Simplified Animations in Unity3d

Taming Graphs with Playables API

While I'm a big fan of Unity's Mechanim animtion system and it introduced a ton of great features, sometimes the original "Legacy" animation system worked a lot better by allowing developers a programmatic interface to controlling animation logic.

This article shows how to use the Playables system (a feature introduced in 2017, but something I haven't spent a lot of time using) to simplify your animation controllers by taking direct control over animation states of your avatars, as well as the transitions between them using an interface similar to the Legacy animation system.

For this article we will be using:

Mechanim is the built-in animation system for Unity, that has a lot of really great features and was ahead of it's time when it was introduced years ago. The general workflow involves using a GUI to build a graph representation of all the animations your character can have, where each edge was a configurable transition, allowing you full control over each state, condition, and blend process.
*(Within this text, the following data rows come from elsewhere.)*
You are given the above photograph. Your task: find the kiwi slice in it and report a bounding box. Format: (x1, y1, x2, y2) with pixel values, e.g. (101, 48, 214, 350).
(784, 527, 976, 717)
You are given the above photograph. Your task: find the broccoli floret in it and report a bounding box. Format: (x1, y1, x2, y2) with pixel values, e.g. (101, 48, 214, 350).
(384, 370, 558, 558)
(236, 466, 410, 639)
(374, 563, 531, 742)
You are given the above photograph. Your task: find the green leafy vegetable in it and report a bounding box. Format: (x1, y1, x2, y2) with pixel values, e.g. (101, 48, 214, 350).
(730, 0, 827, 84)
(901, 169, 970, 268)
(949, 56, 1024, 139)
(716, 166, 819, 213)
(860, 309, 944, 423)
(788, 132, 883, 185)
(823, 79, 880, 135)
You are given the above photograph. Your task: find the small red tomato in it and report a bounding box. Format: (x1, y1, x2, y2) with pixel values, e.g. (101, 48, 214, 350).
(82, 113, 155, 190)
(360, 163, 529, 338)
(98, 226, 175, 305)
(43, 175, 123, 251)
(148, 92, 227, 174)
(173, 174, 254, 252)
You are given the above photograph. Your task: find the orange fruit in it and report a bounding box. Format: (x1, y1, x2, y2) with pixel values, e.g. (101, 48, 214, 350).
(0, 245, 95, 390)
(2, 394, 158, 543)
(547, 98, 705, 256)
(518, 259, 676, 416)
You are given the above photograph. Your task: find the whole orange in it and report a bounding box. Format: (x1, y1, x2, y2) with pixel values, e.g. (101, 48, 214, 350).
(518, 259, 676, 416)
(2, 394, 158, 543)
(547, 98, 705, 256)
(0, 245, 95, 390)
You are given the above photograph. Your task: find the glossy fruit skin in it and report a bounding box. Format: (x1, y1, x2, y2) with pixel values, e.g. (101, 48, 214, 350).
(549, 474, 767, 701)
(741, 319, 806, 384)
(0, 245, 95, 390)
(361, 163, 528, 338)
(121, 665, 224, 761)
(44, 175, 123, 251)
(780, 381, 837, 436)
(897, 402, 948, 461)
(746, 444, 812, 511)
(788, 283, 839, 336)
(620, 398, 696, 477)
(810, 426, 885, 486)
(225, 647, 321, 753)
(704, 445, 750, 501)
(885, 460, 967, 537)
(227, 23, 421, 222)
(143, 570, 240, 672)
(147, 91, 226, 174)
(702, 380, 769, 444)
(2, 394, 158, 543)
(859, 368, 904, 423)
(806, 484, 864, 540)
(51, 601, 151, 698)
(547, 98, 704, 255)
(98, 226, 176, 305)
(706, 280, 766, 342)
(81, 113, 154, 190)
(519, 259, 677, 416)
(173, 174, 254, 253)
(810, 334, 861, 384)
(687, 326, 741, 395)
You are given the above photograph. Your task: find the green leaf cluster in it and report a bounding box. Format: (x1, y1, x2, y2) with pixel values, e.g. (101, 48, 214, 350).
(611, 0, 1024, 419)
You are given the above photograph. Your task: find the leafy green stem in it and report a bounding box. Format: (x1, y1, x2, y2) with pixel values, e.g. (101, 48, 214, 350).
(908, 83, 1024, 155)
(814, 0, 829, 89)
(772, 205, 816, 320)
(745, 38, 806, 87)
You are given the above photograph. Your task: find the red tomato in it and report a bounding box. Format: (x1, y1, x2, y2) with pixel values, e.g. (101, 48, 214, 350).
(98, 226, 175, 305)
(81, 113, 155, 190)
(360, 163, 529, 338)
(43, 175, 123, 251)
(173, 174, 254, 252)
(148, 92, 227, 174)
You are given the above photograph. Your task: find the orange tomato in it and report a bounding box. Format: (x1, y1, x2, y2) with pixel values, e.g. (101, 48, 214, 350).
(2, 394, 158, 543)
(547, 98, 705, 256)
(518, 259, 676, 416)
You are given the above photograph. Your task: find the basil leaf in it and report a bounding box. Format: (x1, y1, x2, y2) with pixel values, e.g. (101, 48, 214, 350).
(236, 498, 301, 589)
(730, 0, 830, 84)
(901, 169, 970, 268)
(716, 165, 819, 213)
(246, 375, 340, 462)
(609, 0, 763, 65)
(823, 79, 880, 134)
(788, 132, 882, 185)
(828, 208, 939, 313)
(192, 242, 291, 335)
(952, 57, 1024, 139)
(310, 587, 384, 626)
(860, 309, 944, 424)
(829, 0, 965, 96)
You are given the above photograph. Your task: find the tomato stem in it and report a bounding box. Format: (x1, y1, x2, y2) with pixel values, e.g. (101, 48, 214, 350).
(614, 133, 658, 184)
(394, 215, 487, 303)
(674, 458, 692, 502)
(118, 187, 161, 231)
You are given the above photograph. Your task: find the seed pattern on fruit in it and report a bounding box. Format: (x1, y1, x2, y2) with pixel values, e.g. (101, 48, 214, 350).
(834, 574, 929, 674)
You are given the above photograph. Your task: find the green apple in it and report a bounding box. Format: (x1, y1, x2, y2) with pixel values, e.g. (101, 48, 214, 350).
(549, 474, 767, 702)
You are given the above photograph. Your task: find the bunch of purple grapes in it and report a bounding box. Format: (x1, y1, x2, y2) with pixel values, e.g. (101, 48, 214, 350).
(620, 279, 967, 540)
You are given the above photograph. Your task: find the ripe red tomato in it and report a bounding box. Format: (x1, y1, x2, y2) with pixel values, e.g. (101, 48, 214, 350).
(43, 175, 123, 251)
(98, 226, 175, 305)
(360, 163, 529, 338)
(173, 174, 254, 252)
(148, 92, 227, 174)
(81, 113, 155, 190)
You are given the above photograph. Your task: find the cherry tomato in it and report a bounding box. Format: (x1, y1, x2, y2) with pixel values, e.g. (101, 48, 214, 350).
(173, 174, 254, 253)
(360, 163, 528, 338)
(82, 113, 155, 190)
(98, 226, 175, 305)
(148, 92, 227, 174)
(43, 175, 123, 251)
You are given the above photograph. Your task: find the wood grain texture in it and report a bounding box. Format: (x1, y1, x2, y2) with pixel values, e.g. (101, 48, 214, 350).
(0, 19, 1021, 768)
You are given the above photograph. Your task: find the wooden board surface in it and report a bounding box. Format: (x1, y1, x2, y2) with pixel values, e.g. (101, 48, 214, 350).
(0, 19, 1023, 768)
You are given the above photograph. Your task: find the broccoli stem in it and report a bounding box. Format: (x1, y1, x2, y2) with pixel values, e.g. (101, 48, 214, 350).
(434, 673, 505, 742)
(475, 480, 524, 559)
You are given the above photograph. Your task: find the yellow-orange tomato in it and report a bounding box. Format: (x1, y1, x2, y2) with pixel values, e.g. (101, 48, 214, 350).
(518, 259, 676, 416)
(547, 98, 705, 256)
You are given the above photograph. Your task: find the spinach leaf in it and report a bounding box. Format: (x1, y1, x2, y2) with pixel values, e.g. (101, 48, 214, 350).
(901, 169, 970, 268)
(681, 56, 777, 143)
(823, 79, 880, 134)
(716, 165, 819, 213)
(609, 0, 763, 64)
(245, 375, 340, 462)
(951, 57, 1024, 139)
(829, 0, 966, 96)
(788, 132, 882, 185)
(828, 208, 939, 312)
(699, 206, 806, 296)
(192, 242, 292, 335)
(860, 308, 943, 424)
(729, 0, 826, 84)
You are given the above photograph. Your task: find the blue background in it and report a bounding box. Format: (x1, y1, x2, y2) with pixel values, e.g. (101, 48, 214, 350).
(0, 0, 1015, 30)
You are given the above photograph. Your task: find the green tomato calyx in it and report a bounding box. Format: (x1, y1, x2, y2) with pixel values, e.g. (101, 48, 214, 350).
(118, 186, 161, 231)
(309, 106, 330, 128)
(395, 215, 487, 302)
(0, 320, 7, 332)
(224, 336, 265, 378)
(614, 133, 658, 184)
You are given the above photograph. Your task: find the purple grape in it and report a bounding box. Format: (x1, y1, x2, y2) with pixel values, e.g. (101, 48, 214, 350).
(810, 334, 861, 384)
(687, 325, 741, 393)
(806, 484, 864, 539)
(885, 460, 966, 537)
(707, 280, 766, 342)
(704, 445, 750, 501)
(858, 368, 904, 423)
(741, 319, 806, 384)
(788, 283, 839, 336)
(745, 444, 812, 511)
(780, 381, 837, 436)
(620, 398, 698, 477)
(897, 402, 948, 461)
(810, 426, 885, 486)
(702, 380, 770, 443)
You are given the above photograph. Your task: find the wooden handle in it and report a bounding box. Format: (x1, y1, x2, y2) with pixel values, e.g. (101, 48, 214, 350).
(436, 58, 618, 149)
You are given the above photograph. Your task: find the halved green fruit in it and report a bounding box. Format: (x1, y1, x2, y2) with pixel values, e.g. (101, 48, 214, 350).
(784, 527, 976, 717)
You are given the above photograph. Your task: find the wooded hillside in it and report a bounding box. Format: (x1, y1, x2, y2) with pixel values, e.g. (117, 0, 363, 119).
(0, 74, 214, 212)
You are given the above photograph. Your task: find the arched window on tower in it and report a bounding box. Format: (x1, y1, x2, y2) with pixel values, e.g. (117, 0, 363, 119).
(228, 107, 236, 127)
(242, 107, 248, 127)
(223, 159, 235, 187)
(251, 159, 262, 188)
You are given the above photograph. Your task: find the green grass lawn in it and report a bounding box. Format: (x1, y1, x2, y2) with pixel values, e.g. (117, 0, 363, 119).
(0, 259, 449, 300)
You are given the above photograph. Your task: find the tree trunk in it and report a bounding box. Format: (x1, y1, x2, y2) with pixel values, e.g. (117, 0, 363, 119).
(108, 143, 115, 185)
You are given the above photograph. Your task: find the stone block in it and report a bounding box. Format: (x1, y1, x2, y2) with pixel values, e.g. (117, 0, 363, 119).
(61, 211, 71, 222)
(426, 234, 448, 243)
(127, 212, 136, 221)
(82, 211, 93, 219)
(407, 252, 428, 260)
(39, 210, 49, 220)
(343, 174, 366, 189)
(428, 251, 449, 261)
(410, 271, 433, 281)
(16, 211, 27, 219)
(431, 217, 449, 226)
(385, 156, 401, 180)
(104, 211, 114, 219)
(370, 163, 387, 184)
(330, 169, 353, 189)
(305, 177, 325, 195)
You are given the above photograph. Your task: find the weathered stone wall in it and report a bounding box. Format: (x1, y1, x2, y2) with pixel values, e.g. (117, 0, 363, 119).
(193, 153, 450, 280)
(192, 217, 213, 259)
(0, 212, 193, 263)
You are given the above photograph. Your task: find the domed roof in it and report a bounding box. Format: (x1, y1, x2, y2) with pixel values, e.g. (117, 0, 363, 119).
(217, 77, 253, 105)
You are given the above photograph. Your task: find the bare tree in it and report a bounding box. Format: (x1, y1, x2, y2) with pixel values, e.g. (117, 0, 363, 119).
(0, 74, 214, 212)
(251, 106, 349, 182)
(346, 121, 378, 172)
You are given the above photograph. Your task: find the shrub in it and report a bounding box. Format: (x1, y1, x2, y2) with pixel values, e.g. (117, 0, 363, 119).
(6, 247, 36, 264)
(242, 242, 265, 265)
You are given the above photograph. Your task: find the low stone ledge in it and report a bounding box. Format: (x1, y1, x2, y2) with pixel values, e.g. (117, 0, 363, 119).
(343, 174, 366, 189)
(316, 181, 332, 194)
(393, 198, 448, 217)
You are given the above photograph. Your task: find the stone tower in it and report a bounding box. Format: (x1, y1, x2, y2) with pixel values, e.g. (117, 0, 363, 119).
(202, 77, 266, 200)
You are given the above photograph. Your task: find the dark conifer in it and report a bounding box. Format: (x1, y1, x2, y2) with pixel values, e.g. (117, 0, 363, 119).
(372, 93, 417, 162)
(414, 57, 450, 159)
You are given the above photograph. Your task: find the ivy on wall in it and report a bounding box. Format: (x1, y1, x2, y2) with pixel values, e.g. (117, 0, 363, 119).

It works best when you can handle your animation logic as much in the graph as possible, and your code is simply feeding character state into the mechanim graph. Conversely, when your character state tracking grows sufficiently complex, it feels like an unnecessary compliation to replicate this in Mechanim - sometimes, even for very complex animation networks, you wish you could just do things the Legacy way.

In contrast, the Legacy animation system tracked only an actively playing AnimationClip, and offered some rudimentary APIs for performing basic transitions (ie: blending between two animations). Unfortunately, it also lacks retargetting, IK, layers, and other advanced animation features.

What would be great is Legacy API ontop of Mechanim, that allows us direct control over the animation graph. Unity actually does provide a system called Playables, originally designed to assist developers in making in-game cutscenes, that allows you to build and execute graphs in code, as well as an API for directly controlling Mechanim objects. Originally, I used Playables sparingly just as a way to manage in game cutscenes and some basic behaviors, but I was inspired to attempt to use the same system to write a custom Animation Player that works like the Legacy system, while maintaining all the great features of Mechanim.